Intenti vincenti mortificati dai fatti. “Proveremo a vincerle tutte“. Mai esternazione fu più disastrosa. Mentre Charles Leclerc rimuginava su una gara gettata alle ortiche per un eccesso di foga, un errore non forzato che ha spianato la vittoria del Gran Premio di Francia a Max Verstappen, Binotto, nel tentativo di non deprimere ulteriormente l’ambiente, si produsse in un’uscita che è passata agli annali per essere l’opposto dell’immagine di profezia autoavverantesi. Un autogol a difesa schierata e senza gli attaccanti avversari a pressare.
Ne sono seguite, dopo l’annuncio anti-divinatorio, nove vittorie Red Bull (8 per Verstappen, una per Perez) e una per Mercedes che ha completato un’inattesa doppietta nel weekend paulista. Ferrari non solo torna con un sacco pieno di pive ma, peggio ancora, con la consapevolezza di non esser mai stata in partita per giocarsela. Forse nemmeno in quel di Budapest quando il muretto box si prodigò in un’altra strategia devastante per i sogni di gloria di Leclerc.
Nei mesi che sono succeduti all’appuntamento transalpino la Scuderia ha funto da spettatrice non pagante. La cosa è stata determinata da una campagna di sviluppi della vettura praticamente inesistente. “Non abbiamo compromesso lo sviluppo della vettura del prossimo anno. Ma certamente abbiamo deciso di fermare quello attuale perché bisognava affrontare il costo necessario produrre le parti per poi portarle in pista. Fermare il progresso della macchina non è stata una scelta; abbiamo semplicemente finito i soldi a nostra disposizione. Eravamo al limite. Non avevamo più l’opportunità di sviluppare l’auto, quindi siamo semplicemente rimasti dove eravamo“. Questa l’ammissione del dirigente elvetico.
Viene da chiedersi perché Red Bull, Mercedes ma anche e soprattutto Alpine, McLaren, Williams ed Aston Martin (queste ultime due hanno letteralmente rivoluzionato le proprie monoposto) abbiano saputo commisurare le spese ai necessari update che ogni progetto deve ricevere nel dipanarsi del campionato per progredire o, come nel caso della F1-75, per mantenere lo status di monoposto da battere. Cosa piuttosto evidente nella prima metà di stagione e non sempre tramutatasi in punti a causa anche della gestione assai deficitaria dell’ambito strategico. Al quale arriviamo celermente.

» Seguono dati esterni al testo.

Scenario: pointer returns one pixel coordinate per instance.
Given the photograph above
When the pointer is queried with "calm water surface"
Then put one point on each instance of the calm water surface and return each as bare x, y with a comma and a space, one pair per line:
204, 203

Difesa strenue – ed insensata – degli strateghi. Il solo titolo di questo punto basterebbe per un capo d’imputazione. La stagione della Ferrari è stata costellata da così tante topiche, gradi e piccole, da offuscare quegli sporadici episodi (come Abu Dhabi) in cui il muretto ha fatto la differenza in positivo. La lista degli errori è lunga e pingue e non è questa la sede per ripercorrere minuziosamente ogni singolo passaggio a vuoto. Fatto sta che Maranello ha dilapidato un bottino di punti enorme, specie nelle prima fase dell’annata. Sarebbero bastati per vincere il titolo? Probabilmente no, ma di certo avrebbero messo pressione ai rivali. E, si sa, operare sotto stress non è mai semplice.
Red Bull ha invece avuto strada spianata anche quando la RB18 era stanca e pesante. E’ potuta restare in scia quando era in difficoltà per poi sferrare il colpo mortifero nell’attimo in cui gli sviluppi – e la cura dimagrante – hanno cominciato a dare i frutti sperati. Mai s’è levata una critica dall’interno, raramente si è fatto ammenda. Anche dopo il pasticcio che a Silverstone ha tolto una vittoria semplice a Leclerc. Episodio, questo, da cui sarebbero scaturite le prime incrinature nel rapporto con Binotto che ha scelto, forse per troppo spirito aziendalistico, di proteggere gli strateghi e di provare a mantenere saldi gli equilibri tra i piloti. Con risultati scarsi.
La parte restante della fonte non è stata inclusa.